Properties of length preserving linear transformations

3.6k Views Asked by At

Let $T:\mathbb{R}^n\rightarrow\mathbb{R}^n$ be a linear transformation that preserves length. That is $||T(x)||=||x||$ for all $x\in\mathbb{R}^n$.Then:

  • If $\langle x,y\rangle=0$ then $\langle T(x),T(y)\rangle=0$.
  • Show that columns of the matrix of $T$ in the standard basis of $\mathbb{R}^n$ are mutually orthogonal.

For the answer
I have attempted using the basic definition of inner product with the norm. That is $||v||^2=<v,v>$. Also with the Cauchy Schwarz inequality.
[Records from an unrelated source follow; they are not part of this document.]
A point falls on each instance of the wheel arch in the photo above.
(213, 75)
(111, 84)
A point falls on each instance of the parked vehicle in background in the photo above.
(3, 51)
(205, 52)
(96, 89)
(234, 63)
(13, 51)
But couldn't make any progress.

3

There are 3 best solutions below

0
On BEST ANSWER

If

$\Vert T(z) \Vert = \Vert z \Vert, \; \forall z \in \Bbb R^n, \tag 1$

then

$\langle T(z), T(z) \rangle = \Vert T(z) \Vert^2 = \Vert z \Vert^2 = \langle z, z \rangle, \; \forall z \in \Bbb R^n, \tag 2$

so with

$z = x + y, \tag 3$

$\langle T(x + y), T(x + y) \rangle = \langle x + y, x + y \rangle; \tag 4$

now,

$\langle T(x + y), T(x + y) \rangle = \langle T(x) + T(y), T(x) + T(y) \rangle$ $= \langle T(x), T(x) \rangle + \langle T(x), T(y) \rangle + \langle T(y), T(x) \rangle + \langle T(y), T(y) \rangle, \tag 5$

and

$\langle x + y, x + y \rangle = \langle x, x, \rangle + \langle x, y \rangle + \langle y, x \rangle + \langle y, y \rangle; \tag 6$

we combine (4)-(6) and find

$\langle T(x), T(x) \rangle + \langle T(x), T(y) \rangle + \langle T(y), T(x) \rangle + \langle T(y), T(y) \rangle$ $= \langle x, x, \rangle + \langle x, y \rangle + \langle y, x \rangle + \langle y, y \rangle, \tag 7$

and using (2) with $z = x, y$ we write

$\langle T(x), T(y) \rangle + \langle T(y), T(x) \rangle = \langle x, y \rangle + \langle y, x \rangle, \tag 8$

and since for any $u, v \in \Bbb R^n$

$\langle u, v \rangle = \langle v, u \rangle, \tag 9$

we find that (8) yields

$2\langle T(x), T(y) \rangle = 2 \langle x, y \rangle, \tag{10}$

whence

$\langle T(x), T(y) \rangle = \langle x, y \rangle, \; \forall x, y \in \Bbb R^n, \tag{11}$

it now readily follows that

$\langle x, y \rangle = 0 \Longleftrightarrow \langle T(x), T(y) \rangle = 0; \tag{12}$

returning to (11), we also have

$\langle x, y \rangle = \langle T(x), T(y) \rangle = \langle x, T^TT(y) \rangle = \langle T^TT(x), y \rangle, \; \forall x, y \in \Bbb R^n, \tag{13}$

and thus we conclude that

$T^TT = TT^T = I; \tag{14}$

now if we write $T$ in columnar form

$T = \begin{bmatrix} \mathbf t_1 & \mathbf t_2 & \ldots & \mathbf t_n \end{bmatrix}, \tag{15}$

i.e., the vectors $\mathbf t_i$, $1 \le i \le n$, are the columns of $T$, then

$T^T = \begin{bmatrix} \mathbf t_1^T \\ \mathbf t_2^T \\ \vdots \\ \mathbf t_n^T \end{bmatrix}, \tag{16}$

that is, the rows of $T^T$ are the $\mathbf t_i^T$, then it follows from (14) that

$\begin{bmatrix} \mathbf t_i^T \cdot \mathbf t_j \end{bmatrix} = \begin{bmatrix} \mathbf t_1^T \\ \mathbf t_2^T \\ \vdots \\ \mathbf t_n^T \end{bmatrix} \begin{bmatrix} \mathbf t_1 & \mathbf t_2 & \ldots & \mathbf t_n \end{bmatrix} = T^TT = I, \tag{17}$

from which it is seen that

$ \mathbf t_i^T \cdot \mathbf t_j = \delta_{ij}, \; 1 \le i, j \le n, \tag{18}$

that is, the $\mathbf t_i$, the columns of $T$, are orthonormal vectors. $OE\Delta$.

0
On

Do you understand what it means for a set of vectors to be mutually orthogonal?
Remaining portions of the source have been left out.